The phenomenon of fragmentation which occurs in numerous physical, 
chemical, and geological processes, has attracted a considerable
recent interest. Fragmentation can be exemplified by polymer 
degradation, grinding of minerals, atomic collisions cascades, 
energy cascades in turbulence, multivalley structure of the phase space of
disorder systems, $\etc$ \cite{1,2,3,4,5,6,7}. In general, fragmentation is a 
kinetic process with scattering, breaking, or splitting of 
particular material into smaller fragments. With such wide-ranging 
applications it is natural to try to abstract the essential features 
of fragmentation and to model them as simple as possible. 
One characteristic feature of these cascade processes 
is that fragments continue splitting independently. 
This allows one to describe the evolution by linear rate equations. 
Another restriction which is used in almost all studies of 
fragmentation is the implicit assumption that fragments may 
be described by a single variable, say their mass or size. 
The simplest model satisfying these restrictions is the so-called 
random scission model \cite{5,8,9}. In this model,
the distribution of sizes is described by the integro-differential
equation, 
\begin{equation}
\pd \pxt t = -x\pxt + 2\inx \pyt,
\label{1}
\end{equation}
where $\pxt$ is the concentration of fragments of mass (size) $x$, 
$x$-mers, at time $t$. The loss term on the right-hand side represents
the decrease of $x$-mers due to binary breakups. The probability of
breaking at every point is assumed to be constant in the random 
scission model and hence the overall rate at which an $x$-mer breaks  
is equal to $x$. The gain term in Eq.~(\ref{1}) represents the increase of
$x$-mers due to breakups of longer fragments. The general solution  
\cite{5,8,9} to Eq.~(\ref{1}) is
\begin{equation}
\pxt=e^{-xt}\pix + e^{-xt}\inx \piy\left[2t+t^2(y-x)\right].
\label{2}
\end{equation}
In the long-time  limit, 
this exact solution  approaches the scaling form
\begin{equation}
\pxt = Ct^2e^{-xt}, \quad C=\ini y\piy,
\label{3}
\end{equation}
if we keep $xt$ finite while taking the limit $t \to \infty$ and $x\to 0$.
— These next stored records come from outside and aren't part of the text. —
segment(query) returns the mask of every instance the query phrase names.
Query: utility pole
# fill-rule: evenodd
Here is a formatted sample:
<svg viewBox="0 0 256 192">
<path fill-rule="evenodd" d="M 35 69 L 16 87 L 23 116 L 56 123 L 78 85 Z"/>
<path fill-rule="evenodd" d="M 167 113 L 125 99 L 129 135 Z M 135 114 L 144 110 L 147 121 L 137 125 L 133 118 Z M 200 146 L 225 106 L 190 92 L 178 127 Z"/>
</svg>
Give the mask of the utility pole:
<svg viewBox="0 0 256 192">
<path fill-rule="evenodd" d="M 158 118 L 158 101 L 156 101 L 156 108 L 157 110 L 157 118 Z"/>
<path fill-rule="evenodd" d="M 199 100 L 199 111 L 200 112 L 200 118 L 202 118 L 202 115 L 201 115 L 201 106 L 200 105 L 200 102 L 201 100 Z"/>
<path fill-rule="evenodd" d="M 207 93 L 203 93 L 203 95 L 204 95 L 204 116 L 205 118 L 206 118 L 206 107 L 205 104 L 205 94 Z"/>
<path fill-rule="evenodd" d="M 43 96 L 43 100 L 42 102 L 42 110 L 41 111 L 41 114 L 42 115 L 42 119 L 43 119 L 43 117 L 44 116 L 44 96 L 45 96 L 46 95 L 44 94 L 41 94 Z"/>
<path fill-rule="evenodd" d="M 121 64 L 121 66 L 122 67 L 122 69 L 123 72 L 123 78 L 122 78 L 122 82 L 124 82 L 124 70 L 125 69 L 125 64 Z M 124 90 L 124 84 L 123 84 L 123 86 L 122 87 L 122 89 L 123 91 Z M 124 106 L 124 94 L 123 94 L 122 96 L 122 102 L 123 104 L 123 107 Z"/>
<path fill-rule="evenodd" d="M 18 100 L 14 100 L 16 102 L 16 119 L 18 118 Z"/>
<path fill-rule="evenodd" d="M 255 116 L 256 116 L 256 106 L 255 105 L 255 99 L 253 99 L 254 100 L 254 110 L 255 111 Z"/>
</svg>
The random scission model is a representative  
example of ``one-dimensional'' fragmentation processes in which
fragments are described by a single variable.
The kinetics of such fragmentation processes is now well 
understood and numerous explicit and scaling solutions have
been found \cite{4,5,8,9,10,11,12,13,14}.  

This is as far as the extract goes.